PROTACS are large molecules that degrade proteins by attaching a “red flag” to them, thus directing them to the proteasome — what Ms. Emert-Sedlak refers to as the “garbage disposal of the cell.”

That flag, in this case, is a protein called ubiquitin, which the body already produces en masse (hence its name): “We’re utilizing the cell’s own machinery,” said Ms. Emert-Sedlak, a Pittsburgh native who joined Mr. Smithgall’s lab in 2005.

Ubiquitin is abundant. The task for the team was to create numerous different PROTACs in order to find ones that worked well.

So Colin Tice, a research fellow at the Philadelph­iaarea Fox Chase Chemical Diversity Center, synthesize­d more than 100 compounds for the team to test out. After months of experiment­ation, they settled on a dozen promising compounds.

The team grew human T cells in a dish — T cells are a kind of immune cell in the body — with Nef, which had a fluorescen­t tag attached so researcher­s could see when it was produced. Then, after expressing Nef, they fed the cells the dozen PROTACs and measured whether they degraded Nef.

They found that a select six or seven PROTACs destroyed Nef via flagging it for the aforementi­oned garbage disposal. The PROTACs also restored key cell surface proteins that are often dangerousl­y low in people infected with HIV and help the body to recognize infected cells.

The entire study took more than two years to complete.

“This study unravels another molecule derived from the virus that can be targeted to inhibit replicatio­n of the virus,” Kamel Khalili, chair of the microbiolo­gy, immunology and inflammati­on at Temple University’s Lewis Katz School of Medicine, said via email statement. Khalili studies HIV but was not involved in this research.

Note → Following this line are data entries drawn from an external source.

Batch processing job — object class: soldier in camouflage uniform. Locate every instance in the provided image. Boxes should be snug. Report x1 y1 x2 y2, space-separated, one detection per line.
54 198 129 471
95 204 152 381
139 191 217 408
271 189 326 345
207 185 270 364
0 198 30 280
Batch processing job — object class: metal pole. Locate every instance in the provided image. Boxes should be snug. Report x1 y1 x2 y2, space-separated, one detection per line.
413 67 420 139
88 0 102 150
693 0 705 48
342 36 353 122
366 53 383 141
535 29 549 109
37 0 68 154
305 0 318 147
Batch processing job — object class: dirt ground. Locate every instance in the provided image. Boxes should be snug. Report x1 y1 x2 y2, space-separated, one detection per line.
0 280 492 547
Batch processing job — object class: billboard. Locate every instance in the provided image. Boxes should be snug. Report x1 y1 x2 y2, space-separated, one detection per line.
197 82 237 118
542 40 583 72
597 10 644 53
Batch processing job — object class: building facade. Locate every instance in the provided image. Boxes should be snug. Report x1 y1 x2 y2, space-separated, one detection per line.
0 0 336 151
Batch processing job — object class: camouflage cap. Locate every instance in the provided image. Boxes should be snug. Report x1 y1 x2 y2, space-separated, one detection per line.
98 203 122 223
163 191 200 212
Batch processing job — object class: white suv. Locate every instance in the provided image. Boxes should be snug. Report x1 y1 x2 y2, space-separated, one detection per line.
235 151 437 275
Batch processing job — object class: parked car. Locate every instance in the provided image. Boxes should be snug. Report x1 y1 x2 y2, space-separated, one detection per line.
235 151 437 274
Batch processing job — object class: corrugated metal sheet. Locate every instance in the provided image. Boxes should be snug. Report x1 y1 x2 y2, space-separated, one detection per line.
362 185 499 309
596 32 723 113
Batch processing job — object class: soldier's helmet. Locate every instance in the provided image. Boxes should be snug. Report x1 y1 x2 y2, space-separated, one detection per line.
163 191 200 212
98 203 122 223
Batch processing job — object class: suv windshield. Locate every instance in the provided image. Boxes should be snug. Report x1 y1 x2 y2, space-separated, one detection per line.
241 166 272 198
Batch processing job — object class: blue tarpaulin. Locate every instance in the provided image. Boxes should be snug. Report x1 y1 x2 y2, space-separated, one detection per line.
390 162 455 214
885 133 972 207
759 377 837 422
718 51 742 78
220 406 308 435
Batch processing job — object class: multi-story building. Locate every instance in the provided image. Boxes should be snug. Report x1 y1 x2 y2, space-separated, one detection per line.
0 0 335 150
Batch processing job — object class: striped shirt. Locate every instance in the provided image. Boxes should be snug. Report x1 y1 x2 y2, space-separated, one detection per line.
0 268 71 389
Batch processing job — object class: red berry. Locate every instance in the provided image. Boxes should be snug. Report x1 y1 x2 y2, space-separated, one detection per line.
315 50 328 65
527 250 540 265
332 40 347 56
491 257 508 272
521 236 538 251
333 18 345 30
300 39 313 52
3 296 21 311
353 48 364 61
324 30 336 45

“It is important to note that this strategy is not set up for eliminatio­n of the virus, but rather the decrease of viral replicatio­n,” he noted.

Before PROTACs, the team screened over 250,000 compounds to identify preexistin­g Nef inhibitors, which alone took 18 months and led to a previous paper by Emert-Sedlak.

The lab still wants to learn more about how to effectivel­y destroy Nef and plans to scale up to an animal model. They also want to examine any offtarget effects of the PROTAC complex — in other words, changes to cells or side effects that are unintended.

While they showed that their PROTAC complex can destroy Nef, they have more work to do to link it to full HIV clearance — and before they could link it to a viable treatment.

“We show that you can create molecules that go into cells, hit their target, seemed to destroy it, restore receptors, and have antiretrov­iral activity,” said Mr. Smithgall. “But we haven’t directly shown that, as a consequenc­e, that will trigger an anti-HIV immune response. And we’re actually doing that with another lab here. We’re just starting those experiment­s.”

And the team recognizes the need to address the potential of drug resistance, as often occurs with viral treatments.

“This is a huge problem, and it can’t be ignored,” said Mr. Smithgall. “How that is going to play out with Nef isn’t clear.”

Thus far, it’s one of the first studies that outlines using a PROTAC complex for infectious disease. PROTACs exist for cancer: The idea is to clear out the proteins that are allowing the bad guys to hide, enabling the immune system to fight back.

“Many viruses have Neflike proteins,” said Ms. Emert-Sedlak — including the SARS-CoV-2 virus, which causes COVID-19. “This technology could be broadly applicable to other viruses.”